A first line 6 connects the first port 5a of the pump 5 to an outlet 7a of a reservoir 7, such as a tank for a hydraulic fluid. The first line 6 is some type of means for circulating a hydraulic fluid, typically an internal line in a valve manifold. Materials that the first line 6 can be made of include plastic materials and metals. A check valve 8 is arranged in the first line 6 between the reservoir 7 and the pump 5. The check valve 8 is configured to allow fluid to flow towards the pump 5. It should be noted that, in other examples, the check valve 8 may be replaced by some other component capable of allowing fluid to flow from the reservoir 7 towards the pump 5 and preventing fluid to flow in the opposite direction. For example, instead of the check valve 8 there may be an electrically operated directional valve capable of altering the return direction of the fluid.

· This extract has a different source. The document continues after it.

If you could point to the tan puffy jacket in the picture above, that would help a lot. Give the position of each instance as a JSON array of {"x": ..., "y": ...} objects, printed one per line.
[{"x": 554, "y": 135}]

A second line 9, similar to the first line 6, connects the first port 5a to an inlet 7b of the reservoir 7. A first valve 10 is arranged in the second line 9 between the reservoir 7 and the pump 5. The first port 5a and the inlet 7b are thus indirectly connected via the first valve 10. In this example, the first valve 10 is a two-position directional control valve that is actuated by a solenoid. More precisely, the first valve 10 is a unidirectional proportional poppet valve. It should be noted that, in other examples, the first valve 10 may be some other type of valve adapted to selectively allow and prevent fluid flow in the second line 9 between the pump 5 and the reservoir 7. For example, the first valve 10 may be a spool valve having one closed and one unidirectional control position. Moreover, in other examples, the first valve 10 may, instead of being actuated by a solenoid, be actuated by some other electrical, mechanical or electromechanical means. The first valve 10 may be directly actuated or indirectly actuated.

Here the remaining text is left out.